At the start of a New Year resolutions are always high on everyone’s agenda and one of the most popular financial resolutions around has consistently been to make more money. This begs the question “to what end?” Does making more money really make you richer or is it a bit more complicated than that?
The following questions attempt to analyze if all it takes to be rich is to make more money.
Do Your Expenses Rise to Meet Your Income?
Scientific minds would understand the theory that matter expands to fill the space around it. Those interested in productivity argue that there is sufficient proof to suggest that there is a tendency for a task to prolong as more time is allotted to it and in finance it is generally accepted that if left unchecked expenses will rise to meet increased income. It is natural to want to get as much as possible so when you earn more money you may immediately find ways to spend it, but this approach doesn’t necessarily mean you are richer in the true sense of the word.
Do You Have More Purchasing Power?
Similarly, you may make more money but your increased income may be dwarfed by increases in the general cost of living. For a simple illustration, imagine you earn $1000 a month and it cost you that much to cover your basic living expenses such as food, clothing and shelter.
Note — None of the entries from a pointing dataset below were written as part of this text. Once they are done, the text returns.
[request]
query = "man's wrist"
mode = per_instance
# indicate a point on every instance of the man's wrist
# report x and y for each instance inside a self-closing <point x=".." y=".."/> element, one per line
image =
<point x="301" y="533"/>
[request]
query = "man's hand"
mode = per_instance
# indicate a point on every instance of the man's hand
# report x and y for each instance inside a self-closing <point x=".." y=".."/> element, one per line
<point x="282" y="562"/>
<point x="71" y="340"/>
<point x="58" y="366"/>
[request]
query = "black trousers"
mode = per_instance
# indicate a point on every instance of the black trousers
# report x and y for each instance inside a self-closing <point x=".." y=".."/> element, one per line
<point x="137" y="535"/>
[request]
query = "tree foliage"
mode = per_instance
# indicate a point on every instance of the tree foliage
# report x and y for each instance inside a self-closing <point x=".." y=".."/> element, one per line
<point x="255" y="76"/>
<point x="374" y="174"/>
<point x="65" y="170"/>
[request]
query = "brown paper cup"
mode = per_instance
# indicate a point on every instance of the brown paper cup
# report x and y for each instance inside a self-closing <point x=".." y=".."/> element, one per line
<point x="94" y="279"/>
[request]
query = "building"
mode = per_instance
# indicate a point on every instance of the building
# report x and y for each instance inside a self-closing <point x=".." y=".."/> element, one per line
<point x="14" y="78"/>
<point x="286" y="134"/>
At the start of the new year you get an increase of $200 but you quickly realize that your living expenses have also increased or kept pace with your nominal increase in salary. In this case you haven’t really become richer even though you make more money.
What About Free Time?
Another element of how rich or poor you feel is enveloped in your quality of life. This can be hard to measure because it is different for everyone but generally the less free time you have available the more stressed you are likely to be and the less you notice any increase in income. This means that not only do you have to factor dollar amounts in your measure of richness, but you also need to consider your feeling of wellness.
Is Your Debt Load Too Heavy?
Related to the concept of expenses rising to meet your new level of income is the idea that excessive debt can actually drain away increases in income. Since debt obligations are not cheap, interest expense, or the cost of facilitating your loans, can make your increase in income negligible. This situation is quite common. For instance, a salary increase may mean you can qualify to borrow a greater amount but maximizing your credit can actually impede your wealth because loans are a negative in the calculation o your overall net worth.
Does It Really Come Down to Net Worth?
Strictly speaking, yes it does. Making more money does not presuppose that you are any richer than you were before the increase. The factors listed above need to be assessed before you can conclude that you are richer because of your increase in income. However, the soft issues are also important. It is possible to feel richer without making more money just by changing your lifestyle or readjusting your priorities.
If you have made making more money a priority for the New Year, it may be worth your while to think about why this is important and what it would really mean. You may realize that you have to supplement this goal with a few others for it to have the impact that you truly desire.